Dr. Sin e Republica também foram ovacionados e exaltados, tanto que entraram no palco na quinta-feira 19 de setembro com o jogo ganho.”Toco bateria há 30 anos, mas é indescritível o que senti minutos antes de entrar no palco. O público começou a gritar o nome da banda tão alto e com tamanha força que parecia que éramos a atração principal. Disseram que nunca houve tanto público no festival para aquele palco e para aquele horário, que batemos o recorde. Imagine a responsabilidade para tocar, e tente imaginar o tamanho da vontade de subir e detonar”, disse Ivan Busic, baterista do Dr. Sin, na ExpoMusic, em São Paulo, no dia seguinte, ainda cansado da maratona carioca e do show ótimo que sua banda fez.

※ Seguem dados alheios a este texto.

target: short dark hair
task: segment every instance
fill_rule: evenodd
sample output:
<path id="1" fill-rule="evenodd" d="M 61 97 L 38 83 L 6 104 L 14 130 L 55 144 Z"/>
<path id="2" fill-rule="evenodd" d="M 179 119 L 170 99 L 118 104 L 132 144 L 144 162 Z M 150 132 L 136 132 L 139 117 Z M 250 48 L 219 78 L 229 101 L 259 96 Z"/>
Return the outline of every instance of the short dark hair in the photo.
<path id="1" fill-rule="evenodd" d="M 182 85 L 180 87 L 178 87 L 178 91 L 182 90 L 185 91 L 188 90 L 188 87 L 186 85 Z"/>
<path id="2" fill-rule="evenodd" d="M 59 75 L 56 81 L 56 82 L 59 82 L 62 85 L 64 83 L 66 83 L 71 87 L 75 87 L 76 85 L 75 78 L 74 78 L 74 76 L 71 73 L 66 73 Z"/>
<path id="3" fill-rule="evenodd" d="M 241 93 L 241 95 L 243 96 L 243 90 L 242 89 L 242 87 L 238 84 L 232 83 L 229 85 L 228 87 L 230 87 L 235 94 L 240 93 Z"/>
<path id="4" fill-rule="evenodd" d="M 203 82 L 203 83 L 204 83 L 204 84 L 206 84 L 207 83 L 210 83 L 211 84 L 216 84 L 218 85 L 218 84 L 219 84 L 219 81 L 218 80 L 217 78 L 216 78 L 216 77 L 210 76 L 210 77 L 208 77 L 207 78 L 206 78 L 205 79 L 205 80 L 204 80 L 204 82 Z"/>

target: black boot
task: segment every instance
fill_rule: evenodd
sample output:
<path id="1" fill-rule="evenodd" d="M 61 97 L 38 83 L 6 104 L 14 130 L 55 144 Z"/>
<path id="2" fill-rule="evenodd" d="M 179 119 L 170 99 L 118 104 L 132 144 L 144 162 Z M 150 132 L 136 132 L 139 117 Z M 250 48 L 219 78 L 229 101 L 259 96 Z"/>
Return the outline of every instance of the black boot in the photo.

O mais assíduo artista brasileiro no Rock in Rio, o Sepultura, realizou duas apresentações. Na primeira, no dia 19, recebeu o grupo francês de percussão Tambours du Bronx, repetindo a parceria de 2011, e agradou bastante, embora com um repertório adaptado aos convidados. Agradou bastante, até pelo encontro inusitado.

No segundo, ontem, conseguiu encaixar um repertório mais “normal”, fazendo um verdadeiro show do Sepultura, com um peso descomunal e uma garra impressionante. O show, no entanto, desandou quando o convidado Zé Ramalho entrou no palco, em uma parceria inusitada e por demais estranha. O Zépultura, como brincou o guitarrista Andreas Kisser, não funcionou, apesar das reverências mútuas, assim como a admiração. Dois mundos se colidiram ali, em vez de se completarem. Houve quem aplaudisse a ousadia, e houve quem torcesse o nariz. O fato é que Zé Ramalho estava deslocado, no lugar errado, por mais que houvesse um esforço enorme da banda para deixá-lo à vontade.

Skank, Jota Quest e Frejat, por sua vez, decidiram não inventar. Apostaram em sucessos e nas músicas mais agitadas e conseguiram bom impacto, com resultados bons e muitos aplausos. Nando Reis também foi bem, embora mais audacioso ao fazer pouquíssimas concessões. Colocando sua integridade artística à prova, colheu bons frutos e também foi bastante aplaudido, assim como Autoramas e seu convidado, B Negão.